Ma l’iter giudiziario dell’Ordine degli Ingegneri di Verona continuò con il ricorso in appello al Consiglio di Stato la cui sentenza è stata depositata lo scorso 23 febbraio.
 
La sentenza: agli ingegneri e architetti la competenza
A giustificazione della sentenza il Consiglio di Stato ha ricordato quanto già evinto dalla sentenza della stessa Sezione n. 2537 del 28 aprile 2011, nella quale si precisa che “A norma dell'art. 16, lett. m), r.d. 11 febbraio 1929, n. 274, e come si desume anche dalle ll. 5 novembre 1971, n. 1086, e 2 febbraio 1974, n. 64, che hanno rispettivamente disciplinato le opere in conglomerato cementizio e le costruzioni in zone sismiche, nonché dalla l. 2 marzo 1949, n. 144 (recante la tariffa professionale), esula dalla competenza dei geometri la progettazione di costruzioni civili con strutture in cemento armato, trattandosi di attività che, qualunque ne sia l'importanza, è riservata SOLO AGLI INGEGNERI ED AGLI ARCHITETTI ISCRITTI NEI RELATIVI ALBI PROFESSIONALI.
 
Nella sentenza si precisa anche che “solo le opere in cemento armato relative a piccole costruzioni accessorie rientrano nella competenza dei geometri, risultando ininfluente che il calcolo del cemento armato sia stato affidato ad un ingegnere o ad un architetto.

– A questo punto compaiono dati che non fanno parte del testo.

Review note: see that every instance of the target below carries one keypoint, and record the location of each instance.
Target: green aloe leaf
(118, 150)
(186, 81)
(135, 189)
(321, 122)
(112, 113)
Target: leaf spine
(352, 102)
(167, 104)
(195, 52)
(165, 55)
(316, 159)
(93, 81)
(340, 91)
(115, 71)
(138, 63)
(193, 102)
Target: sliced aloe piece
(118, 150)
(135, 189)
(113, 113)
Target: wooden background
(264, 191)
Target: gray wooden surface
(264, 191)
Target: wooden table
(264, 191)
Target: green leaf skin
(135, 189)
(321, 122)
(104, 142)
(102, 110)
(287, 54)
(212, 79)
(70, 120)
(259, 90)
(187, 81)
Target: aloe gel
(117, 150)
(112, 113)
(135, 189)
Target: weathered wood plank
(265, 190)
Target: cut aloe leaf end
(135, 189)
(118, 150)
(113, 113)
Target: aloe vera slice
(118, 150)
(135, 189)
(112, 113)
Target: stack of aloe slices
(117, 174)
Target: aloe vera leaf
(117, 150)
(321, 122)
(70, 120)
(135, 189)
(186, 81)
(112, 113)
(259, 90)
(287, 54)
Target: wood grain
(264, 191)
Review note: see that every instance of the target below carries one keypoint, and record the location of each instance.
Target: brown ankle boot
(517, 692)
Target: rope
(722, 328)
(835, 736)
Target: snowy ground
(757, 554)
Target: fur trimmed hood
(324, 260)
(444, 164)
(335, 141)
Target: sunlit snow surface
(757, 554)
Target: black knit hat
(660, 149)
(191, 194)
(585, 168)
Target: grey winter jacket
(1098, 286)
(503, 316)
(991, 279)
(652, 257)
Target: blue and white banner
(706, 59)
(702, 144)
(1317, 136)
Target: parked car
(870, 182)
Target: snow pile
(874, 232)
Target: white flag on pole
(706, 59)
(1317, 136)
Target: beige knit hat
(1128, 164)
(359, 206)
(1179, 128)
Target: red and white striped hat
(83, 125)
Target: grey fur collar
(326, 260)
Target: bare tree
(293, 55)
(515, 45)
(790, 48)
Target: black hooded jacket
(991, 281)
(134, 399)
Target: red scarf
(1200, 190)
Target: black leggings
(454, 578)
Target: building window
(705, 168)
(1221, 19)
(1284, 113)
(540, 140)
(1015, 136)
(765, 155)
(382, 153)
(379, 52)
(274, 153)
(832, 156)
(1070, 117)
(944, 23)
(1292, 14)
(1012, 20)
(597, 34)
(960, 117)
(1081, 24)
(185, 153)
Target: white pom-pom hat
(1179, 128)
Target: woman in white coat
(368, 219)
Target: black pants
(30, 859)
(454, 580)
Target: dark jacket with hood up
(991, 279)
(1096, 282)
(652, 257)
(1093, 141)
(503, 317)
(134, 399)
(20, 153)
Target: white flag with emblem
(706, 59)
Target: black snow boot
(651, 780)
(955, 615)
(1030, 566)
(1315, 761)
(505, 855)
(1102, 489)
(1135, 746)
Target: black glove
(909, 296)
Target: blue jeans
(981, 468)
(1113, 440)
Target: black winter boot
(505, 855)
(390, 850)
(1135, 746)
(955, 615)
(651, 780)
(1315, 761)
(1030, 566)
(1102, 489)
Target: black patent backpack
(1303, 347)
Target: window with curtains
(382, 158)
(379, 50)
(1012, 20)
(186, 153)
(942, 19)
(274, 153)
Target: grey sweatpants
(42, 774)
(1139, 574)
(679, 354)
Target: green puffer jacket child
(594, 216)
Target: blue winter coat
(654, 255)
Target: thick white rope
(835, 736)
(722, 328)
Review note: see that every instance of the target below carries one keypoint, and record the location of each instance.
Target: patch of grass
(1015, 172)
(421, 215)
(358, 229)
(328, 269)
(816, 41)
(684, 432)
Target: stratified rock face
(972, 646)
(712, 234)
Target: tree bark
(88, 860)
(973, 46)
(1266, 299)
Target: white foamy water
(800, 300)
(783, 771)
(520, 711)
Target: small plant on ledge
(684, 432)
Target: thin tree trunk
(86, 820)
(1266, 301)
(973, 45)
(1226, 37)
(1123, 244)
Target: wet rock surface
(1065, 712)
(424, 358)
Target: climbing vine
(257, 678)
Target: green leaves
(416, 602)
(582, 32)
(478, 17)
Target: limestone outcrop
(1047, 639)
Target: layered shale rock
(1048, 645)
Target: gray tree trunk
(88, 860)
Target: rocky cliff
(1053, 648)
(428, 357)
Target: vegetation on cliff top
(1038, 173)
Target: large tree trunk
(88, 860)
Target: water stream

In buona sostanza, la competenza dei geometri è limitata alla progettazione, direzione e vigilanza di modeste costruzioni civili, con esclusione di quelle che comportino l'adozione - anche parziale - di strutture in cemento armato; solo in via di eccezione, si estende anche a queste strutture, a norma della lett. l) del medesimo articolo 16, r.d. n. 274 cit., purché si tratti di piccole costruzioni accessorie nell'ambito di edifici rurali o destinati alle industrie agricole, che non richiedano particolari operazioni di calcolo e che per la loro destinazione non comportino pericolo per le persone."
 
Per il resto, la suddetta competenza è comunque esclusa nel campo delle costruzioni civili ove si adottino strutture in cemento armato, la cui progettazione e direzione, qualunque ne sia l'importanza è pertanto riservata solo agli ingegneri ed architetti iscritti nei relativi albi professionali; sotto tale angolazione deve escludersi che le innovazioni introdotte nei programmi scolastici degli istituti tecnici possano ritenersi avere ampliato, mediante l'inclusione tra le materie di studio di alcuni argomenti attinenti alle strutture in cemento armato, le competenze professionali dei medesimi.
 
Quando si può considerare “modesta” una costruzione ?
Nella sentenza si chiarisce anche questo punto specificando che “il criterio per accertare se una costruzione sia da considerare modesta - e quindi se la sua progettazione rientri nella competenza professionale dei geometri - consiste nel valutare le difficoltà tecniche che la progettazione e l'esecuzione dell'opera comportano e le capacità occorrenti per superarle; a questo fine, mentre non è decisivo il mancato uso del cemento armato (ben potendo anche una costruzione "non modesta" essere realizzata senza di esso), assume significativa rilevanza il fatto che la costruzione sorga in zona sismica, con conseguente assoggettamento di ogni intervento edilizio alla normativa di cui alla l. n. 64 cit., la quale impone calcoli complessi che esulano dalle competenze professionali dei geometri."
 
Inoltre secondo la giurisprudenza della Corte di Cassazione l’art. 16 del r.d. 11 febbraio 1929, n. 274, ammette la competenza dei geometri per quanto riguarda le costruzioni in cemento armato solo relativamente a opere con destinazione agricola, che non comportino pericolo per l’incolumità delle persone, mentre per le costruzioni civili, che adottino strutture in cemento armato, sia pure modeste, ogni competenza è riservata, ai sensi del r.d. 16 novembre 1939, n. 2229, agli ingegneri e agli architetti iscritti all’albo, senza che nulla sia stato modificato dalle leggi 5 novembre 1971, n. 1086, e 2 febbraio 1974, n. 64 (Cass. civ., sez. II, 2 settembre 2011, n. 18038), con conseguente nullità del contratto d’opera professionale intercorso con un geometra, che abbia avuto ad oggetto una costruzione per civile abitazione, il cui progetto abbia richiesto l’adozione anche parziale dei calcoli in cemento armato (Cass. civ., sez. II, 25 maggio 2007, n. 12193; 26 luglio 2006, n. 17028; 25 maggio 2007).